---
title: "Data frames, matrices, & subsetting"
subtitle: "Lecture 05"
author: "Dr. Colin Rundel"
footer: "Sta 523 - Fall 2022"
format:
  revealjs:
    theme: slides.scss
    transition: fade
    slide-number: true
    self-contained: true
execute: 
  echo: true
---

```{r setup, message=FALSE, warning=FALSE, include=FALSE}
options(
  htmltools.dir.version = FALSE, # for blogdown
  width=80
)
```

# Matrices and Arrays


## Matrices

R supports the creation of 2d data structures (rows and columns) of atomic vector types. 

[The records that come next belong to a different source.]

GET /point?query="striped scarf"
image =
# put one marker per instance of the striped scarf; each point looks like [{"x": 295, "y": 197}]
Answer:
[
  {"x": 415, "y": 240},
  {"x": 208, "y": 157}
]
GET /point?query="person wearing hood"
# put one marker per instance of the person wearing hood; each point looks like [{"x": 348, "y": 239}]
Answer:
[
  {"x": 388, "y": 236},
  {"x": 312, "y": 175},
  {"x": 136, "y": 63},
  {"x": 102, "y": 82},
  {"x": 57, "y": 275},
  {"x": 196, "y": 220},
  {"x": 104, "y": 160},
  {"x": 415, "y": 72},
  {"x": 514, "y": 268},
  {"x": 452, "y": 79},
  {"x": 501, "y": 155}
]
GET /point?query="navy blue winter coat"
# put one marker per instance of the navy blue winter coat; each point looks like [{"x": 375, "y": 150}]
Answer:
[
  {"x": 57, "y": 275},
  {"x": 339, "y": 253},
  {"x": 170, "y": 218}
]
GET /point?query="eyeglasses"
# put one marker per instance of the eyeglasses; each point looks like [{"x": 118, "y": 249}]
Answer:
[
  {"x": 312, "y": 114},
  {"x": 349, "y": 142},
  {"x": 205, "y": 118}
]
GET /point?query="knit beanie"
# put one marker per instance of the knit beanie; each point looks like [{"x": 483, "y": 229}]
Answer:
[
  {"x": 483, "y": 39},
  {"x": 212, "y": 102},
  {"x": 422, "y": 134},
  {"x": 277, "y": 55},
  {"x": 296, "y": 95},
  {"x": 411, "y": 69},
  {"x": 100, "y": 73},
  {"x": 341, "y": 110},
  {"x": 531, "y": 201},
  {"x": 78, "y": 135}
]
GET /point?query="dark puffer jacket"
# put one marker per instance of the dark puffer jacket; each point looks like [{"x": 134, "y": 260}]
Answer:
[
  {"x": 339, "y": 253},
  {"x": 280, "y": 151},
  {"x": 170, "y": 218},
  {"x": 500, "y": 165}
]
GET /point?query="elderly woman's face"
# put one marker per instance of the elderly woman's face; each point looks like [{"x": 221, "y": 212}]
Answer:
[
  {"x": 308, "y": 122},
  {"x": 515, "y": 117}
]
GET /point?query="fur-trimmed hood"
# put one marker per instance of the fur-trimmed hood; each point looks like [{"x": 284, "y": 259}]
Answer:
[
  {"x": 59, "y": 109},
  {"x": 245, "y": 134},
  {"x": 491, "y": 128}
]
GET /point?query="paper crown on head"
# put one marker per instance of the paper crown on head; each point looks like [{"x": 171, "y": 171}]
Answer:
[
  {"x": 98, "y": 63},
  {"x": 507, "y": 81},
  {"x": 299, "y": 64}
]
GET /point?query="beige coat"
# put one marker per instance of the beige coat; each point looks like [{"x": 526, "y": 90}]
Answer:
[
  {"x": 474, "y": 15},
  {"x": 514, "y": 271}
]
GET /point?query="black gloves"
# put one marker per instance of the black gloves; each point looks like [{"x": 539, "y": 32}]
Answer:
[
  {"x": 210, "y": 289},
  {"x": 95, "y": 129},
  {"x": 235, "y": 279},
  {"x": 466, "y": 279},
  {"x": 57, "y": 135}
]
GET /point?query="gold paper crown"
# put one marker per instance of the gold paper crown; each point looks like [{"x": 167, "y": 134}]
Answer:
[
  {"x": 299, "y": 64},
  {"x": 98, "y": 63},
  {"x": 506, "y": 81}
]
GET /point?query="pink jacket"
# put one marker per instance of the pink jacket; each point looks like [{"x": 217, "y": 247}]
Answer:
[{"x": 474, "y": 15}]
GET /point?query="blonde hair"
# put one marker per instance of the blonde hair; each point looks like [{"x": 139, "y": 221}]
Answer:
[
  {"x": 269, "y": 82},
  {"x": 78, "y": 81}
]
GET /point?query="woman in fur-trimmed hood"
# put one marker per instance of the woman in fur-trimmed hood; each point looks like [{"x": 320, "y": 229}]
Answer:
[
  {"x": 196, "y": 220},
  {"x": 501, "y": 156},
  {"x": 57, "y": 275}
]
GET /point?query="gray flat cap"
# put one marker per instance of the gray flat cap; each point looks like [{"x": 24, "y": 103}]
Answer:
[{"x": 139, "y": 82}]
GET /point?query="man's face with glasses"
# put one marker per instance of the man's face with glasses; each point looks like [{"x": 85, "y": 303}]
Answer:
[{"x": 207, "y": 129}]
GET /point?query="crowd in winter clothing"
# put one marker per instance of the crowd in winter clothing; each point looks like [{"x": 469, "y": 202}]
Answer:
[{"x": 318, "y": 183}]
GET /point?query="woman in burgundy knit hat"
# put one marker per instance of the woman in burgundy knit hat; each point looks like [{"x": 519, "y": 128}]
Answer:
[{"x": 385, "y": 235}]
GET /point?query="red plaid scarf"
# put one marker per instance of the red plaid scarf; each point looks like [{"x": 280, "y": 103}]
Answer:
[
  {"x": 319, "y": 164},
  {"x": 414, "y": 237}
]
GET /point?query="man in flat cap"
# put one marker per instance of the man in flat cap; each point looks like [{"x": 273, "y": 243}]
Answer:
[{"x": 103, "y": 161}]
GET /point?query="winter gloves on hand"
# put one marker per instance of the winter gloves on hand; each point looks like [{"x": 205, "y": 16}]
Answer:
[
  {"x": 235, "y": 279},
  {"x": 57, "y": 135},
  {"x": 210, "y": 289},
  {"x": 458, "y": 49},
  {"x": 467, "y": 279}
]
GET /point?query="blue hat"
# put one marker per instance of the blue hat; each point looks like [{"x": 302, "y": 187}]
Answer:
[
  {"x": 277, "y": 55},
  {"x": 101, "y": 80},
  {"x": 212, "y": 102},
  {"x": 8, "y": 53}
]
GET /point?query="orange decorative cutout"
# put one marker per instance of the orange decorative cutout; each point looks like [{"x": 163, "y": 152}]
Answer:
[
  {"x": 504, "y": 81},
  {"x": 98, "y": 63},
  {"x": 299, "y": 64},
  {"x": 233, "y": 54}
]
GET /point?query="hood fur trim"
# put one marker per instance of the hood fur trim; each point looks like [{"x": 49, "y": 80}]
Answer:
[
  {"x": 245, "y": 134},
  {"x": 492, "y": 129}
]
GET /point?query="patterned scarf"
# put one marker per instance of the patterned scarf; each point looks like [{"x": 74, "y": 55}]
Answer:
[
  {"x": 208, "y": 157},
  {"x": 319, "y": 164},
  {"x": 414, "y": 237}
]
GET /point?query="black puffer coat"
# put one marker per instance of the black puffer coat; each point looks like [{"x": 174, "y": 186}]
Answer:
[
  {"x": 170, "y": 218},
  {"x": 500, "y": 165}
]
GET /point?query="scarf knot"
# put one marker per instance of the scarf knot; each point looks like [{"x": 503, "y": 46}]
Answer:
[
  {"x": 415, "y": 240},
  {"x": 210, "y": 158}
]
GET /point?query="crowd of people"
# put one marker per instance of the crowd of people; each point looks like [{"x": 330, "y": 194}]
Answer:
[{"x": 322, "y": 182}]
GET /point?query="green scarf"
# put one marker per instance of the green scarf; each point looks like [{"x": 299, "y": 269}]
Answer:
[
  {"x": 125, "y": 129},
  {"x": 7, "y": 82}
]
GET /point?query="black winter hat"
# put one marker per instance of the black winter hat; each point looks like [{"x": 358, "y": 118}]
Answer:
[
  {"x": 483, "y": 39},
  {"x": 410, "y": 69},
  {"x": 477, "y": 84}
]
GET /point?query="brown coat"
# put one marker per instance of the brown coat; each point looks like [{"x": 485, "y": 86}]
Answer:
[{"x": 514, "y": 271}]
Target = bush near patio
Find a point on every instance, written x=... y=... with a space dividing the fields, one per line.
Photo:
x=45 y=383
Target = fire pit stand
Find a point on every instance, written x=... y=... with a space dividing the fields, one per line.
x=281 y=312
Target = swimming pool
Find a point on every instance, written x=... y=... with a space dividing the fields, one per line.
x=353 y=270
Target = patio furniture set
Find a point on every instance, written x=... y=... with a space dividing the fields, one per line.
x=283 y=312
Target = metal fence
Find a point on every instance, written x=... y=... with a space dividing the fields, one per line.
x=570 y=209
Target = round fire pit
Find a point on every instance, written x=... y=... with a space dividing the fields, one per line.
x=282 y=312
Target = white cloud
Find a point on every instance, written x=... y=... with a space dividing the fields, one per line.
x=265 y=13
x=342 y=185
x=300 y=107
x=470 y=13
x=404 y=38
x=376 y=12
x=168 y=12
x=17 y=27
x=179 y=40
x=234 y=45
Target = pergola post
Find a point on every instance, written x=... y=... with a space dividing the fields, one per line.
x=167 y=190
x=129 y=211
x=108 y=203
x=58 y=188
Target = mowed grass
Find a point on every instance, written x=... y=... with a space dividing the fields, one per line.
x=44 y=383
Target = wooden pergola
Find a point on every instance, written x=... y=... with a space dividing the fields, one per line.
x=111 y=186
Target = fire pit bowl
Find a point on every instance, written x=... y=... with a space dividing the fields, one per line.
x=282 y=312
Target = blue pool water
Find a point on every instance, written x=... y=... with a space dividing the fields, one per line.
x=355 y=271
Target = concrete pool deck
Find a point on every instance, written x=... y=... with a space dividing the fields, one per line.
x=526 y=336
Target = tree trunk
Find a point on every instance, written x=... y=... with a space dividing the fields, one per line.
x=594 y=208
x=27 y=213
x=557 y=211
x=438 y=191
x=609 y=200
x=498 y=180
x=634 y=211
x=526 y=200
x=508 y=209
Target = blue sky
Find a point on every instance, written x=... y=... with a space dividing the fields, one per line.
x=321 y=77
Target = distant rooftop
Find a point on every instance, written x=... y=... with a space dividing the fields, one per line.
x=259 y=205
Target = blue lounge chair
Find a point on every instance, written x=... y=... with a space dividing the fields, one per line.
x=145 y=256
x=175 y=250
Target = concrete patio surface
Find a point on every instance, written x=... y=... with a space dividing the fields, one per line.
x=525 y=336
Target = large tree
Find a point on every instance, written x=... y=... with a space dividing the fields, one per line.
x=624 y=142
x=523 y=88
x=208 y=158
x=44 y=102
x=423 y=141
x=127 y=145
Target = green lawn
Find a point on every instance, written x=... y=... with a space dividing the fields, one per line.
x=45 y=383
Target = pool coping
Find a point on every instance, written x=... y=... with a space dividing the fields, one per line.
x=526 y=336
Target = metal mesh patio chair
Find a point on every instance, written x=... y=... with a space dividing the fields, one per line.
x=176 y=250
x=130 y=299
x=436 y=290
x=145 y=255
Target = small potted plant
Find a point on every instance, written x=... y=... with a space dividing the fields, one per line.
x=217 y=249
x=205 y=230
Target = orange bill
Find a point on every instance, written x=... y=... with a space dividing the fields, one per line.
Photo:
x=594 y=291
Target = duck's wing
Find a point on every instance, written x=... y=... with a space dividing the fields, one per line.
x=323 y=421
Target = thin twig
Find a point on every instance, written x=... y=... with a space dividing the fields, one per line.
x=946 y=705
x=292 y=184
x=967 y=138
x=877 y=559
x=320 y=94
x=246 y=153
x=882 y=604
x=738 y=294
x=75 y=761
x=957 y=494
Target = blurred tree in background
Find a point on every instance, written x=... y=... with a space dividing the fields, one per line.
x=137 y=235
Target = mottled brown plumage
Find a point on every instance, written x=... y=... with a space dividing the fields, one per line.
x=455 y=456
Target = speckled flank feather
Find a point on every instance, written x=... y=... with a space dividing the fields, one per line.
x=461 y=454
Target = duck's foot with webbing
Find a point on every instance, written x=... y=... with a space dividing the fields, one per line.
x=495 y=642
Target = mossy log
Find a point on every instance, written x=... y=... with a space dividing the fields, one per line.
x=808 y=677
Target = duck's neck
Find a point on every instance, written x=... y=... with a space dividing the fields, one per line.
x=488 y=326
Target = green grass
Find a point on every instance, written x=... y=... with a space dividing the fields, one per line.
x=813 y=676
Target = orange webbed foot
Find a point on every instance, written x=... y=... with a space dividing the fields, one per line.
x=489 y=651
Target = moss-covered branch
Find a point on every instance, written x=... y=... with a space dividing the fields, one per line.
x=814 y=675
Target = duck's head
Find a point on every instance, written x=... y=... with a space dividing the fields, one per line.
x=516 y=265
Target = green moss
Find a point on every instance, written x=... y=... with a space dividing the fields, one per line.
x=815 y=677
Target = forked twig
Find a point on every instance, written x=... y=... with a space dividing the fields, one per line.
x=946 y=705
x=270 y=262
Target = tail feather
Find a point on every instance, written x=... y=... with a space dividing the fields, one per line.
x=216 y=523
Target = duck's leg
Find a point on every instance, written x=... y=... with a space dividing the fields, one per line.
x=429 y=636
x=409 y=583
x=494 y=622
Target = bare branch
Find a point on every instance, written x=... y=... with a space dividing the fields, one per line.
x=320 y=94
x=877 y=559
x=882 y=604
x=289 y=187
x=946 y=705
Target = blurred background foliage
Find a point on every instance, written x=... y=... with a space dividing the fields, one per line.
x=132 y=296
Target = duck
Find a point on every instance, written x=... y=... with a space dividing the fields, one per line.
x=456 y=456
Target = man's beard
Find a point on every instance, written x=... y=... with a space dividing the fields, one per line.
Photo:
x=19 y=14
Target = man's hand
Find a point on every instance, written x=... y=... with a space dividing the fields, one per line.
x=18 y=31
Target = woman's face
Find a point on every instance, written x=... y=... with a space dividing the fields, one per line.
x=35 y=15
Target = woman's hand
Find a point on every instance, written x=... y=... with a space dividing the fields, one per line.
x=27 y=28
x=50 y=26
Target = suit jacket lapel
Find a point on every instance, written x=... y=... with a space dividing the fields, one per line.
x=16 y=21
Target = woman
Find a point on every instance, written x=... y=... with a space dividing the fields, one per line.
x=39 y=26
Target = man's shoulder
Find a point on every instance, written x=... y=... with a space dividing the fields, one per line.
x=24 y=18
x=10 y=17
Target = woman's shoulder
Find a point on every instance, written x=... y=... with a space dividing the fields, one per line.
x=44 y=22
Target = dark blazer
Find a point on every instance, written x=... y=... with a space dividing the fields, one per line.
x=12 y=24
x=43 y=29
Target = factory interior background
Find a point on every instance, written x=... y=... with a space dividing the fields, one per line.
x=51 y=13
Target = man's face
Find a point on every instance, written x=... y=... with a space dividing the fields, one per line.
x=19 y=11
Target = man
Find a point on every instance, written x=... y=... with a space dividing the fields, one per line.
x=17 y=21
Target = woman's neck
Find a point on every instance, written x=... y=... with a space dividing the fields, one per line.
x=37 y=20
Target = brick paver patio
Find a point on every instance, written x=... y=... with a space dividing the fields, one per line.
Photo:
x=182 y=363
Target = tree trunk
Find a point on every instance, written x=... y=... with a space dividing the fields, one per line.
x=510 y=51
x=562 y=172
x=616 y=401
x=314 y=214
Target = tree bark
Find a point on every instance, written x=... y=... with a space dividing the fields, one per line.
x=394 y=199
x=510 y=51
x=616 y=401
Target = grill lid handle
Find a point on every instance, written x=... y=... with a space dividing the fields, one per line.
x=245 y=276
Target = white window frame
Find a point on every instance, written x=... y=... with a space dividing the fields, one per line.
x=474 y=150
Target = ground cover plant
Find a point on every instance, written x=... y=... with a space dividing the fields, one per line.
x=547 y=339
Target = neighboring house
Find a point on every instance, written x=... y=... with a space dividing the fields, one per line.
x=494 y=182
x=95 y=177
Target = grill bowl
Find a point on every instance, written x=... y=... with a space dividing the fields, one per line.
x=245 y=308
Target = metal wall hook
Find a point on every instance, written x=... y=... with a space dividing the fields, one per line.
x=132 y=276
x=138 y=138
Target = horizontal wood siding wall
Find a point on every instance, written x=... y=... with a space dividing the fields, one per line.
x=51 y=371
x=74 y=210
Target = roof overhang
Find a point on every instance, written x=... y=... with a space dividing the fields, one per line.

Generally these are formed via a call to `matrix()`.

:::: {.columns}
::: {.column width='50%'}
```{r}
matrix(1:4, nrow=2, ncol=2)
matrix(c(TRUE, FALSE), 2, 2)
```
:::
::: {.column width='50%'}
```{r}
matrix(LETTERS[1:6], 2)
matrix(6:1 / 2, ncol = 2)
```
:::
::::


## Data ordering

Matrices in R use column major ordering (data is sorted in column order not row order).

:::: {.columns .small}
::: {.column width='50%'}
```{r}
(m = matrix(1:6, nrow=2, ncol=3))
c(m)
```
:::
::: {.column width='50%'}
```{r}
(n = matrix(1:6, nrow=2, ncol=3))
c(n)
```
:::
::::

. . .

When creating the matrix we can populate the matrix via row, but that data will still be stored in column major order.

:::: {.columns .small}
::: {.column width='50%'}
```{r}
(x = matrix(1:6, nrow=2, ncol=3, byrow = TRUE))
c(x)
```
:::
::: {.column width='50%'}
```{r}
(y = matrix(1:6, nrow=3, ncol=2, byrow=TRUE))
c(y)
```
:::
::::


## Matrix structure

::: {.small}
```{r}
m = matrix(1:4, ncol=2, nrow=2)
```
:::

. . .

:::: {.columns .small}
::: {.column width='50%'}
```{r}
typeof(m)
mode(m)
```
:::
::: {.column width='50%'}
```{r}
class(m)
attributes(m)
```
:::
::::

. . .

Matrices (and arrays) are just atomic vectors with a `dim` attribute attached (they do not have a class attribute, but they do have a class).

:::: {.columns .small}
::: {.column width='50%'}
```{r}
n = letters[1:6]
dim(n) = c(2L, 3L)

n
class(n)
``` 
:::
::: {.column width='50%'}
```{r}
o = letters[1:6]
attr(o,"dim") = c(2L, 3L)

o
class(o)
``` 
:::
::::


## Arrays

Arrays are just an $n$-dimensional extension of matrices and are defined by adding the appropriate dimension sizes.

:::: {.columns .small}
::: {.column width='50%'}
```{r}
array(1:8, dim = c(2,2,2))
```
:::
::: {.column width='50%'}
```{r}
array(letters[1:6], dim = c(2,1,3))
```
:::
::::


# Data Frames

## Data Frames

A data frame is how R handles heterogeneous tabular data (i.e. a table of rows and columns) and is one of the most commonly used data structure in R.


::: {.medium}
```{r}
(df = data.frame(
  x = 1:3, 
  y = c("a", "b", "c"),
  z = c(TRUE)
))
```
:::

. . .

R represents data frames using a *list* of equal length *vectors*.

::: {.medium}
```{r}
str(df)
```
:::

## Data Frame Structure

:::: {.columns}
::: {.column width='50%'}
```{r}
typeof(df)
class(df)
attributes(df)
```
:::
::: {.column width='50%' .fragment}
```{r}
str(unclass(df))
```
:::
::::


## Build your own data.frame

```{r}
df = list(x = 1:3, y = c("a", "b", "c"), z = c(TRUE, TRUE, TRUE))
```

. . .

:::: {.columns}
::: {.column width='50%'}
```{r}
attr(df,"class") = "data.frame"
df
```
:::
::: {.column width='50%'}
```{r}
attr(df,"row.names") = 1:3
df
```
:::
::::

. . .

```{r}
str(df)
is.data.frame(df)
```


## Strings (Characters) vs Factors

Previous to R v4.0, the default behavior of data frames was to convert character data into factors. Sometimes this was useful, but mostly it wasn't.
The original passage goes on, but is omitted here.